I ended up sticking with women as they didn’t hurt me physically. Emotionally, yes, physically, no. There was a huge part of me that wished I could be with a man, but the flashbacks were happening deep in my psyche. Men began to frighten me whenever they paid attention to me. I didn’t feel it was ‘right’ to explore a relationship as I was sure I would “freeze up”. I had no idea why, but felt pursuing anything wouldn’t be fair to them.
I was later with another woman in a committed relationship for 5 years. At first, the sex was incredible and beyond my wildest dreams. About 3 years into the relationship I began having occasional flashbacks during our once breathtaking lovemaking. She would feel discarded and that I didn’t care. I didn’t know what was happening. Then as my MPD began to be apparent, she couldn’t accept that she was with a ‘crazy person’. She withdrew and found other women to meet her needs. She moved out and I got the ranch and all the animals and decided to focus on raising my son. No more relationships for me until he was 18. I believe, from my own upbringing, it’s unfair to drag children through the ups and downs of our lover relationships. We end up trying to find somewhere to leave them while we are dating. Then we bring home an unrelated person, who may be gone in a month or worse, we all get attached and then they leave. So I filled my home with teenage foster youth and gave my life a new purpose, fulfilling my promise to my foster mother to “Do this for another child, Pay it forward”.

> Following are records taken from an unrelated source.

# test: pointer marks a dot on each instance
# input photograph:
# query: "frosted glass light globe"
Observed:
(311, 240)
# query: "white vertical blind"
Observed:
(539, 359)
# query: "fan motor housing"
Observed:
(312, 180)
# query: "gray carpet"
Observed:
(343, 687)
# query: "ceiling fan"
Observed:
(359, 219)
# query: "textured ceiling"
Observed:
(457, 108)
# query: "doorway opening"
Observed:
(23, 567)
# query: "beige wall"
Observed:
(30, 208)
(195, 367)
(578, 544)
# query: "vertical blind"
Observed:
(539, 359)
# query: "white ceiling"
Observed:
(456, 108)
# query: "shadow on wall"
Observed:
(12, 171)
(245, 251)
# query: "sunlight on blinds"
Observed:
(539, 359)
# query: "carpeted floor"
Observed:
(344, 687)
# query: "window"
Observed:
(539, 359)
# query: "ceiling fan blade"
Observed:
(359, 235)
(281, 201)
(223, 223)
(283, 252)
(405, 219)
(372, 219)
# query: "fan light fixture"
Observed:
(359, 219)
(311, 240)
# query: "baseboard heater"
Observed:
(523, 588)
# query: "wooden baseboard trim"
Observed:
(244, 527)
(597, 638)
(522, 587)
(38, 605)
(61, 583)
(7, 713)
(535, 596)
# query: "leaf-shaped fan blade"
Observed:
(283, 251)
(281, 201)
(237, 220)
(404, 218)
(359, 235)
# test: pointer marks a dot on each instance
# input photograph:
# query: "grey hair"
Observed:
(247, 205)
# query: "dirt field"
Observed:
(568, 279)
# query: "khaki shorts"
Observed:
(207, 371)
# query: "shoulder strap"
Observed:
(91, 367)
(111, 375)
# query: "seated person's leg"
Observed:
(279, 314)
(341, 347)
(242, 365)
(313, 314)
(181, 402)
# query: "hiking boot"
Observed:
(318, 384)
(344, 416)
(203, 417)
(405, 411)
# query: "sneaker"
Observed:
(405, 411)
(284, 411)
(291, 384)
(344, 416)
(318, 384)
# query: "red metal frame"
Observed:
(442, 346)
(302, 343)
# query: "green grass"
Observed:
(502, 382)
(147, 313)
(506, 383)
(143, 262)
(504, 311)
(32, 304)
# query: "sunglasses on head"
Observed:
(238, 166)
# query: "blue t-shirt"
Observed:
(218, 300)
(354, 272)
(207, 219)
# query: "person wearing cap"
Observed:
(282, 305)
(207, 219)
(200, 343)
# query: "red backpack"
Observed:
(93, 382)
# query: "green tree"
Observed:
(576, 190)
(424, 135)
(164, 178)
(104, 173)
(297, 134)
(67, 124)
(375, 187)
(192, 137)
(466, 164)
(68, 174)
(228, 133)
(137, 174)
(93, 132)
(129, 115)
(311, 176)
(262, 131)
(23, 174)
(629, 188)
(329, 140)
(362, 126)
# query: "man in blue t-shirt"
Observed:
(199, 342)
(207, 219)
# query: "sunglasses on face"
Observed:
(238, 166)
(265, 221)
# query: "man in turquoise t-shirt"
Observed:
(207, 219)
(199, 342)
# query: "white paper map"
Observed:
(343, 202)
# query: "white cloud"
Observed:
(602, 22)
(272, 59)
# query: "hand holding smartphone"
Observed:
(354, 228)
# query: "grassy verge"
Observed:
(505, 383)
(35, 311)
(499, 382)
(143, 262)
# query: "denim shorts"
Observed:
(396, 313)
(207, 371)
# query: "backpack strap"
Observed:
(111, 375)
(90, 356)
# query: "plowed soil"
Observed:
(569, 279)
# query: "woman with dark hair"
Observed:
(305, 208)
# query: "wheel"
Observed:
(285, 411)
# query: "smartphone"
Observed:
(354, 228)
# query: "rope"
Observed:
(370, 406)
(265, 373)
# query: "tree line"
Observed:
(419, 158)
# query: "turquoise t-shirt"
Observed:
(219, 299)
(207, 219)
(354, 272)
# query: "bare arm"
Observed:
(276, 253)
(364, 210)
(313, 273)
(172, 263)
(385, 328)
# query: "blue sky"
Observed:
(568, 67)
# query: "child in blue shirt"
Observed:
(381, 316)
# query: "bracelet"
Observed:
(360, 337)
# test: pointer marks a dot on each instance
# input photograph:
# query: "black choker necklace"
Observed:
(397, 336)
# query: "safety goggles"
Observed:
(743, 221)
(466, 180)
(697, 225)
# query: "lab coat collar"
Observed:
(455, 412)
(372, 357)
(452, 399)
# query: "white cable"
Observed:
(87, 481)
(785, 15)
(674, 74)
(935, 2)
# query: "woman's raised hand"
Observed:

I had a short fling, when I took a break from the kids, with an attractive alcoholic woman who was everything I ever dreamed of in a partner (withholding the addictions). The problem was that she only wanted me sexually when she was drunk or under the influence. It was painful as I could sense a deep loving connection to her, in sober times. Finally realizing that she would never admit her feelings and that I was just kidding and punishing myself by fanaticizing the relationship of my dreams, I walked away and began truly taking care of myself.
A friend once shared a funny quip that she told her teenage son when he queried about her sexuality; “As I see it, there’s Heterosexual, Homosexual and “No-Mo sexual”. I have claimed the latter as my status for 23 years and am now ready to venture forth once again with a renewed mindset.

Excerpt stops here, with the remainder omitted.